A New Genome Editing Technique
The CRISPR/Cas9 system is currently the technique in genome editing. Thanks to recent developments in the CRISPR genome editing system, we are able to alter DNA with unprecedented precision and accuracy. Ultimately, this revolutionary genome editing technique allows us to modify any region of the genome of any species—without harming other genes. But more than that, we are able to edit these genes at just a fraction of the cost of previous methods.
It has utterly revolutionized gene editing.
However, a team of researchers has just developed a new approach that just might prove to be as efficient and effective as the current standard.
In a study published in Nature Biotechnology, researchers from Chunyu Han's lab have developed a novel genome editing technique basically just like CRISPR.

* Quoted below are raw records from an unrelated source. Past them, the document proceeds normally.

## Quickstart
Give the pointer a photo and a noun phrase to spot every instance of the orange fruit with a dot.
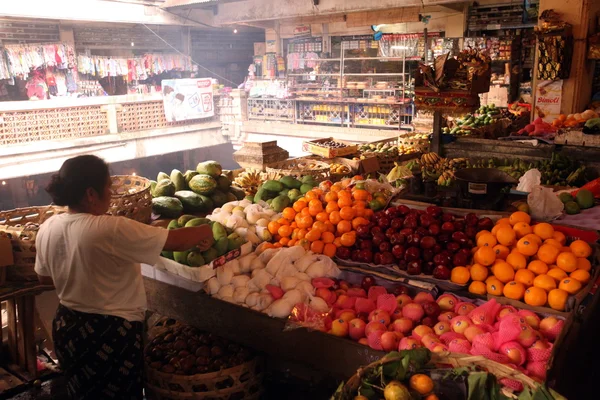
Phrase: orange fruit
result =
(421, 383)
(331, 207)
(557, 274)
(538, 267)
(584, 264)
(313, 235)
(485, 256)
(348, 239)
(327, 237)
(334, 217)
(535, 296)
(514, 290)
(329, 250)
(519, 216)
(522, 229)
(560, 237)
(299, 205)
(504, 272)
(553, 242)
(481, 233)
(506, 236)
(567, 262)
(285, 231)
(527, 247)
(570, 285)
(517, 260)
(501, 252)
(494, 286)
(544, 230)
(344, 226)
(525, 277)
(477, 287)
(347, 213)
(273, 227)
(545, 282)
(557, 299)
(317, 246)
(487, 240)
(548, 253)
(479, 272)
(460, 275)
(581, 275)
(581, 249)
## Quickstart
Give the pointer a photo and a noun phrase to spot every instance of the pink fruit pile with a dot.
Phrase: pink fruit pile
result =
(418, 241)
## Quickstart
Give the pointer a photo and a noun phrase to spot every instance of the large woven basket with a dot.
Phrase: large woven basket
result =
(299, 167)
(131, 198)
(240, 382)
(22, 226)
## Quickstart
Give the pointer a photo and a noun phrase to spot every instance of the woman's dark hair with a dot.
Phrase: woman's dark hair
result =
(75, 177)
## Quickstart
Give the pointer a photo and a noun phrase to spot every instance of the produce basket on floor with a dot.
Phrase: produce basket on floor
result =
(131, 198)
(22, 226)
(299, 167)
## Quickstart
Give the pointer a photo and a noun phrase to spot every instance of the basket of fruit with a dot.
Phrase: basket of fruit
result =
(299, 167)
(185, 363)
(329, 148)
(131, 198)
(21, 226)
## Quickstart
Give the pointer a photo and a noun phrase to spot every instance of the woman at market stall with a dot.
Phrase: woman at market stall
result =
(93, 260)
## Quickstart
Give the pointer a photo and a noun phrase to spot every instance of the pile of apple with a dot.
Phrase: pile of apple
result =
(418, 241)
(373, 316)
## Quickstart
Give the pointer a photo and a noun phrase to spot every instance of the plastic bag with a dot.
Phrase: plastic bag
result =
(544, 204)
(529, 180)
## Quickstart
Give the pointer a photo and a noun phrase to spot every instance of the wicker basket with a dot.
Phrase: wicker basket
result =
(445, 359)
(22, 225)
(131, 198)
(299, 167)
(240, 382)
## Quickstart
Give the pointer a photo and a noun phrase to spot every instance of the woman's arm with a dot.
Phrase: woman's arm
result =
(185, 238)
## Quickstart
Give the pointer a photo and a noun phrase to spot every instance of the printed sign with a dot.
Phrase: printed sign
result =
(188, 99)
(548, 97)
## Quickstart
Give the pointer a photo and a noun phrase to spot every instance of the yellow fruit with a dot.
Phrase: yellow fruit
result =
(421, 383)
(514, 290)
(557, 299)
(548, 253)
(545, 282)
(460, 275)
(581, 275)
(525, 277)
(519, 216)
(477, 287)
(584, 264)
(479, 272)
(581, 249)
(544, 230)
(517, 260)
(538, 267)
(570, 285)
(557, 274)
(504, 272)
(535, 296)
(494, 286)
(567, 262)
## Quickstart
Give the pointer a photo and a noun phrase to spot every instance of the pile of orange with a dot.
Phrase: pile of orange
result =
(322, 222)
(530, 263)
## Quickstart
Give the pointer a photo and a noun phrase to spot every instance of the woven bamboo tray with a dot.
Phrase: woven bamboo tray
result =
(131, 198)
(22, 226)
(240, 382)
(299, 167)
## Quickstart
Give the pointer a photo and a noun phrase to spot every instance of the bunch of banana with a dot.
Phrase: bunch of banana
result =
(429, 158)
(249, 180)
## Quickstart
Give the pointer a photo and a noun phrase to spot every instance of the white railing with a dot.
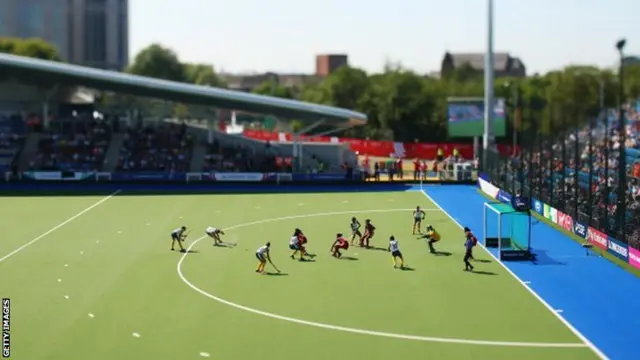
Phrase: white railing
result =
(194, 177)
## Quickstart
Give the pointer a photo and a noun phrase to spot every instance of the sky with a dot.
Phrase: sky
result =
(253, 36)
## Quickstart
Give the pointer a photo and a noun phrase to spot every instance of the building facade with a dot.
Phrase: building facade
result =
(504, 65)
(85, 32)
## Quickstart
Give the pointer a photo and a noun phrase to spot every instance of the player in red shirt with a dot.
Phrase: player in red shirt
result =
(416, 169)
(369, 232)
(340, 244)
(469, 235)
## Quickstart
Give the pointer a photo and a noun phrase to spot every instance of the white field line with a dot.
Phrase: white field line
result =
(33, 241)
(348, 329)
(583, 338)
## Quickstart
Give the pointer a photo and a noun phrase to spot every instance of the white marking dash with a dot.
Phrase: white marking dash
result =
(57, 227)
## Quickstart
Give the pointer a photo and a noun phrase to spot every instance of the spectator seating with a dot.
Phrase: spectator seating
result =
(236, 157)
(565, 181)
(165, 147)
(78, 145)
(12, 135)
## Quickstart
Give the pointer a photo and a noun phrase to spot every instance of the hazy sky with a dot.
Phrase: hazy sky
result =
(285, 35)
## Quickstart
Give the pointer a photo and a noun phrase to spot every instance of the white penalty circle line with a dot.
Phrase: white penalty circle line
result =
(349, 329)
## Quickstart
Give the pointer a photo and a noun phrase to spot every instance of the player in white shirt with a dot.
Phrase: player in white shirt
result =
(262, 254)
(355, 230)
(418, 216)
(178, 235)
(296, 243)
(215, 233)
(394, 249)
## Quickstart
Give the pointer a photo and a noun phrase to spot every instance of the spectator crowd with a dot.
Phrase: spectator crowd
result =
(578, 173)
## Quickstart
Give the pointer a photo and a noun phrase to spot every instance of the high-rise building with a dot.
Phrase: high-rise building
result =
(86, 32)
(326, 64)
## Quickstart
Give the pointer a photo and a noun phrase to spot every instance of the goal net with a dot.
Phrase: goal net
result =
(507, 230)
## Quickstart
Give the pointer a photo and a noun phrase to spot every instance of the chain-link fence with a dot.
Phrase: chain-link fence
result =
(578, 171)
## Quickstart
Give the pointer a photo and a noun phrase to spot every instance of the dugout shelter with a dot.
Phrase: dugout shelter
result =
(49, 77)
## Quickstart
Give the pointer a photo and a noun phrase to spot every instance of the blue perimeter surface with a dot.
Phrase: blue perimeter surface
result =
(597, 298)
(600, 299)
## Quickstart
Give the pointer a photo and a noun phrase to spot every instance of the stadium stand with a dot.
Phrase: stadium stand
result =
(165, 147)
(74, 145)
(576, 172)
(12, 135)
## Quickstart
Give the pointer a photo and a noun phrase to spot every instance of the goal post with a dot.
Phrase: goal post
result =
(507, 230)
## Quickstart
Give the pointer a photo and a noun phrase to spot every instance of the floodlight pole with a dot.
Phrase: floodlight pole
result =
(622, 136)
(487, 141)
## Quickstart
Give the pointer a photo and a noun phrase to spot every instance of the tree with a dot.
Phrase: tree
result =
(273, 88)
(34, 48)
(158, 62)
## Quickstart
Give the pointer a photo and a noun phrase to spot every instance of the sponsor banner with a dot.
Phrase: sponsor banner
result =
(580, 229)
(488, 188)
(239, 177)
(565, 221)
(634, 257)
(597, 238)
(504, 197)
(318, 177)
(58, 175)
(148, 176)
(618, 249)
(537, 206)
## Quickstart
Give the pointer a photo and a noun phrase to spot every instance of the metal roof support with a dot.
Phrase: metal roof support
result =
(48, 94)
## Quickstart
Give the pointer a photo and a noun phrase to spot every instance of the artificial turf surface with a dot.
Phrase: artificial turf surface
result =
(106, 286)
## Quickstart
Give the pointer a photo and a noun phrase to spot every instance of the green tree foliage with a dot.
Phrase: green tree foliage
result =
(273, 88)
(405, 106)
(158, 62)
(34, 48)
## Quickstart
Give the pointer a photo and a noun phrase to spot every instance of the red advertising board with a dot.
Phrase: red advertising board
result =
(412, 150)
(597, 238)
(565, 221)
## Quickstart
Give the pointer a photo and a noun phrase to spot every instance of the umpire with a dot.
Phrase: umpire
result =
(468, 246)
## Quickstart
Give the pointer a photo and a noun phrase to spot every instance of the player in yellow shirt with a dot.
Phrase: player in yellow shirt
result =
(432, 237)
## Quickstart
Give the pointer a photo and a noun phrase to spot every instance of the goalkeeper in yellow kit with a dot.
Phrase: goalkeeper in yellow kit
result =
(432, 237)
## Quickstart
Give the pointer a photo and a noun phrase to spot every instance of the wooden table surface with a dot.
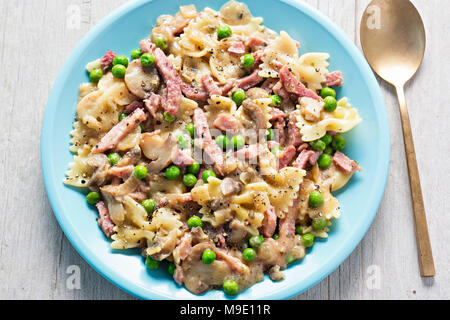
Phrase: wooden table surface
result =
(37, 260)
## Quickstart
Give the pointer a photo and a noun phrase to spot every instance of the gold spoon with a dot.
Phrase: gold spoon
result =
(393, 40)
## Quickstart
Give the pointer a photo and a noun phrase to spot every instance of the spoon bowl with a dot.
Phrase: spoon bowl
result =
(395, 45)
(393, 40)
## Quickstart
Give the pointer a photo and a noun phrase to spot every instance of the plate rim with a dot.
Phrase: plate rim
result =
(133, 288)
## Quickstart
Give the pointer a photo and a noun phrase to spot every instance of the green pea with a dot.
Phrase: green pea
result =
(168, 117)
(172, 172)
(249, 254)
(151, 263)
(136, 54)
(308, 240)
(319, 223)
(113, 158)
(193, 168)
(171, 268)
(328, 150)
(161, 42)
(183, 142)
(298, 229)
(247, 60)
(195, 222)
(140, 172)
(276, 150)
(325, 161)
(222, 141)
(95, 75)
(149, 205)
(271, 134)
(122, 116)
(208, 256)
(315, 199)
(339, 142)
(147, 59)
(238, 96)
(327, 138)
(230, 287)
(223, 32)
(122, 60)
(327, 92)
(256, 241)
(206, 174)
(191, 130)
(330, 104)
(238, 142)
(276, 101)
(189, 180)
(93, 197)
(318, 145)
(119, 71)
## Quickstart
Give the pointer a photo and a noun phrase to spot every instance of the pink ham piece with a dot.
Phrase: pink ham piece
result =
(313, 159)
(210, 86)
(344, 163)
(226, 122)
(250, 152)
(286, 156)
(249, 81)
(333, 79)
(269, 223)
(209, 146)
(303, 159)
(183, 159)
(172, 96)
(119, 131)
(292, 85)
(153, 103)
(276, 114)
(133, 106)
(107, 60)
(236, 47)
(294, 135)
(104, 220)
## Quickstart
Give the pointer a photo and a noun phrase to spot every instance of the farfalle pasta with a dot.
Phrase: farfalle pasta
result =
(215, 148)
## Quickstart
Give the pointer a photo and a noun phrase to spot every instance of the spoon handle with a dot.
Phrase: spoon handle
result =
(426, 262)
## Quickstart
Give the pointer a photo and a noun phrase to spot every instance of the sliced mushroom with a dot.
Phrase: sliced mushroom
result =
(252, 110)
(235, 13)
(141, 81)
(161, 152)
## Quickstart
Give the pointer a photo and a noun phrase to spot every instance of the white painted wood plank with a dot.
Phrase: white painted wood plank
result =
(34, 253)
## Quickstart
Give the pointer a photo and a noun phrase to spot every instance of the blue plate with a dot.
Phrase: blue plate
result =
(368, 143)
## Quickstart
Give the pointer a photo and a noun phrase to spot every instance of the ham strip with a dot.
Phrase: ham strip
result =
(333, 79)
(119, 131)
(292, 85)
(303, 159)
(194, 93)
(153, 103)
(269, 223)
(286, 156)
(226, 122)
(104, 220)
(107, 60)
(210, 86)
(294, 135)
(133, 106)
(344, 163)
(210, 147)
(172, 96)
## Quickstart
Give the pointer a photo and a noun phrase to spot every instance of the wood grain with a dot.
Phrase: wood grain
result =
(35, 40)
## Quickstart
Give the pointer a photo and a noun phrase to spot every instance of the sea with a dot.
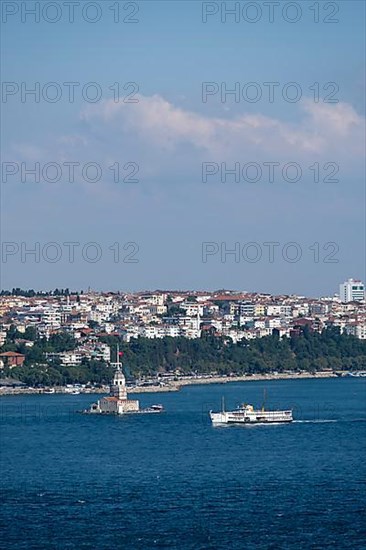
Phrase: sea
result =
(173, 481)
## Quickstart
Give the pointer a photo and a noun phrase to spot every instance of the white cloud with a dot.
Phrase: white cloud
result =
(324, 129)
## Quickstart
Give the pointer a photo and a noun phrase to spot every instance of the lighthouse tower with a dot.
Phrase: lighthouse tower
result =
(118, 386)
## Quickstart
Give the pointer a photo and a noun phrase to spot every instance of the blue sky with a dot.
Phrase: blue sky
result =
(169, 133)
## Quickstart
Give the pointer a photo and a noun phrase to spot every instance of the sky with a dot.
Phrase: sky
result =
(175, 145)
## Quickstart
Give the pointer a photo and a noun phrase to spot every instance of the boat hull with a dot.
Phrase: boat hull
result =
(250, 418)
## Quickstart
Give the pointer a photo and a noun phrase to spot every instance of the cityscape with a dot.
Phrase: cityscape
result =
(85, 326)
(182, 278)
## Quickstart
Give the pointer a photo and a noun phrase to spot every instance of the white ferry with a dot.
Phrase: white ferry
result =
(246, 414)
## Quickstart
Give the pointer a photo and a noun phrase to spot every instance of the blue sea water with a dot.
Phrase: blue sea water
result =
(173, 481)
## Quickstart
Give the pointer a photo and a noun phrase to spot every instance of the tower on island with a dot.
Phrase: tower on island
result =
(117, 401)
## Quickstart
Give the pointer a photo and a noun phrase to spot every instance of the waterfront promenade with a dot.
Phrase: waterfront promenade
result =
(176, 385)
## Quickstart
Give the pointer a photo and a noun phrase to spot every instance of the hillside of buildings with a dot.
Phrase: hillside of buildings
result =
(59, 337)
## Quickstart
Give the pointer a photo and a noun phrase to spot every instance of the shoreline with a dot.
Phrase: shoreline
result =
(177, 385)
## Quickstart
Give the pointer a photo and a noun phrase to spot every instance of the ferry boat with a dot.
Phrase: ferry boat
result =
(246, 414)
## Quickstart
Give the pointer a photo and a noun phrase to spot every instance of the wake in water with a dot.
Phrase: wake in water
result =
(313, 421)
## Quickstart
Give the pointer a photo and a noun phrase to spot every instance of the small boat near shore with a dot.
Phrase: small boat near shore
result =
(246, 414)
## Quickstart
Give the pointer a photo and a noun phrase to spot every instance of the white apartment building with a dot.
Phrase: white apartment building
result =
(352, 291)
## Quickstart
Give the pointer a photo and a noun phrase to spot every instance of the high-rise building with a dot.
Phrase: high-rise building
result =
(352, 291)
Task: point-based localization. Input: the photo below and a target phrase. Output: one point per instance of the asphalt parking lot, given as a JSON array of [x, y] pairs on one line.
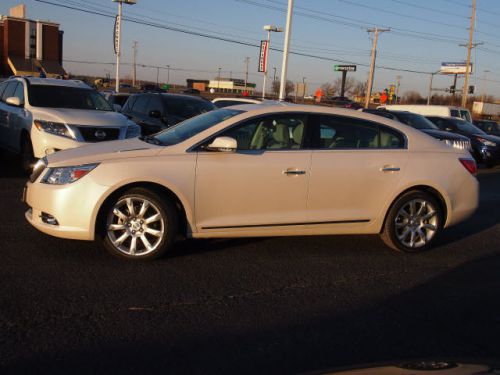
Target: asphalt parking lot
[[275, 305]]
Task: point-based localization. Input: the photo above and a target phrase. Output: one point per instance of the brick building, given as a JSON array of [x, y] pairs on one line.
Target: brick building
[[29, 47]]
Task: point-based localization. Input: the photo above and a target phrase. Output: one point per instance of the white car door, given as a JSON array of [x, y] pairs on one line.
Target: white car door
[[355, 168], [263, 184]]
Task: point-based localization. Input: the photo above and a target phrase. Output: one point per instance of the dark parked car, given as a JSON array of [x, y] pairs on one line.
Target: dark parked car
[[119, 98], [488, 126], [421, 123], [485, 147], [155, 112], [343, 102]]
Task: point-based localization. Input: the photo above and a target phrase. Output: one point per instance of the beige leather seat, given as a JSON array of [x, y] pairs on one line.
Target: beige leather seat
[[281, 137], [297, 135]]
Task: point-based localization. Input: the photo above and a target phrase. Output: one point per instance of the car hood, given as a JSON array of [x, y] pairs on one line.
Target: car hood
[[441, 134], [103, 151], [492, 138], [80, 116]]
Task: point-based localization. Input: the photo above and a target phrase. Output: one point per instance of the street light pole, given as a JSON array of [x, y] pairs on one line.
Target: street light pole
[[118, 39], [284, 66], [275, 29], [469, 50]]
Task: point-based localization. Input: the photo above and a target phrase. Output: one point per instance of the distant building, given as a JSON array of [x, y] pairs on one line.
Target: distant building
[[231, 85], [30, 47]]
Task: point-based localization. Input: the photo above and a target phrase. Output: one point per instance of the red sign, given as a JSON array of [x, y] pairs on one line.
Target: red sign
[[264, 46]]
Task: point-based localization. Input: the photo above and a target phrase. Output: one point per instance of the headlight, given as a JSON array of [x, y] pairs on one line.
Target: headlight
[[486, 142], [67, 175], [133, 131], [55, 128]]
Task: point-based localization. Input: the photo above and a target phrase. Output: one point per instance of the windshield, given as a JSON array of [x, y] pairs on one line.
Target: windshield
[[193, 126], [415, 121], [466, 127], [67, 97]]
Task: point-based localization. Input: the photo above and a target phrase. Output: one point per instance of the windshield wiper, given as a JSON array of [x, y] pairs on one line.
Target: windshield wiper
[[152, 140]]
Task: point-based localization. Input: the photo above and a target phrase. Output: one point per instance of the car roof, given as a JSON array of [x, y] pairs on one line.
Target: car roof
[[57, 82]]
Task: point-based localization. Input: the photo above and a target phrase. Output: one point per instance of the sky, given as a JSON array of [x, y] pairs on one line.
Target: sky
[[423, 34]]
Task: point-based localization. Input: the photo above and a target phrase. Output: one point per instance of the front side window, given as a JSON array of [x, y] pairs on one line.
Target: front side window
[[19, 93], [9, 90], [275, 132], [67, 97], [195, 125], [187, 107], [344, 133]]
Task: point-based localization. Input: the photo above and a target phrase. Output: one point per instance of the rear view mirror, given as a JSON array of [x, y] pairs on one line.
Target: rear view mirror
[[15, 101], [223, 144], [154, 114]]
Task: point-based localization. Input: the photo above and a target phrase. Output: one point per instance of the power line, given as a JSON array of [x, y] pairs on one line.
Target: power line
[[229, 40]]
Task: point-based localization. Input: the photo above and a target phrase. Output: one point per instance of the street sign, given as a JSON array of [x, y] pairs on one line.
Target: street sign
[[454, 68], [116, 35], [344, 68], [263, 56]]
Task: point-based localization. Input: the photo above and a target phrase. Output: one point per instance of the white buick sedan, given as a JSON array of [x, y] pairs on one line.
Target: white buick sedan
[[256, 170]]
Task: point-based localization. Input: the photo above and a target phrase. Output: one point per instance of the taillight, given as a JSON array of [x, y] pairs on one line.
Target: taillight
[[470, 165]]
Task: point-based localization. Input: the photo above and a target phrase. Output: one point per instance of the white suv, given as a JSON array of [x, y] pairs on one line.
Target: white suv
[[39, 116]]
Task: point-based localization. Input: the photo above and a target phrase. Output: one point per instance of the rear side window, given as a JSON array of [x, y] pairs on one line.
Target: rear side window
[[9, 91], [141, 104], [129, 103], [3, 85], [344, 133], [187, 107]]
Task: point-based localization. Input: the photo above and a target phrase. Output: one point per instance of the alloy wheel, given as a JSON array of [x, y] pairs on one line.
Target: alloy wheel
[[416, 223], [135, 226]]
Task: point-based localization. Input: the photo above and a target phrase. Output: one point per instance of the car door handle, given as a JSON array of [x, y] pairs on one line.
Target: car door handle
[[293, 172], [388, 168]]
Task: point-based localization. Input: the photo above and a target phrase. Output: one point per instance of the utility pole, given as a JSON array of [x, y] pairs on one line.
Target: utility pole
[[118, 22], [397, 88], [284, 66], [247, 61], [134, 57], [430, 88], [369, 86], [485, 92], [469, 50]]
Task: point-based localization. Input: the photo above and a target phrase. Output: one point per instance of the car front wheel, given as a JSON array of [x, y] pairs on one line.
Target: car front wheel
[[140, 224], [413, 223]]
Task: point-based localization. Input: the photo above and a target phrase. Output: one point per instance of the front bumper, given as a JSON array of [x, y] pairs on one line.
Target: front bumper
[[74, 206]]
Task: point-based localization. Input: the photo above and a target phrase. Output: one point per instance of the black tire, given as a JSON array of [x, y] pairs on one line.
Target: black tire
[[28, 159], [396, 223], [159, 204]]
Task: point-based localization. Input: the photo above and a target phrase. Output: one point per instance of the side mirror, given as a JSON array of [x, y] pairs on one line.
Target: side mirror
[[15, 101], [223, 144], [154, 114]]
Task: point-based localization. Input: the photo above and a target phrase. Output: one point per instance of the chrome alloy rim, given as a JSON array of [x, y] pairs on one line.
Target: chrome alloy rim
[[135, 226], [416, 223]]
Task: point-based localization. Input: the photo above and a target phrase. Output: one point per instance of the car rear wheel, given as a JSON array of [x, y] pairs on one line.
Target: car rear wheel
[[140, 225], [413, 223]]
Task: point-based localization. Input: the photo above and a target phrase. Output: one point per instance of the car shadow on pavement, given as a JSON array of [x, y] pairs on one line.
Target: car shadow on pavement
[[452, 315]]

According to the report, the method is based on the Natronobacterium gregoryi Argonaute (NgAgo), a DNA-guided endonuclease that's similar to Cas9, the endonuclease of CRISPR. These are a specific type of protein, otherwise known as restriction enzymes, that are responsible for cutting DNA at specific locations.
Remarkably, the study shows that NgAgo is suitable for genome editing in human cells.
The team asserts that their study has a number of key differences between NgAgo and Cas9, where the former is at the advantage. They claim that that the method appears to have a low tolerance to guide-target mismatches, leading to a high efficiency in editing.
One of these is that NgAgo does not need to be followed by a protospacer-adjacent motif (PAM), a DNA sequence seen in Cas9. Notably, Cas9 will not successfully bind or cleave a target DNA sequence if this is not followed by the PAM (as it is responsible for the protein to differentiate CRISPR DNA from target DNA).
Another benefit is that the loading temperature of NgAgo is found to be at 55°C and not at Cas9's 37°C. This shows that this could be another option for genome editing at conditions such as this. Also, at this temperature, the method follows a "one-guide-faithful" rule, that is, NgAgo cannot swap target DNA with other free DNA, minimizing off-target effects.
Though there has yet to be an extensive side-by-side comparison of the two enzymes, NgAgo and Cas9 appear to have similar efficiencies. The authors report that their tests with 47 guides targeting 8 human genes, the results showed a 21% to 41% efficiency.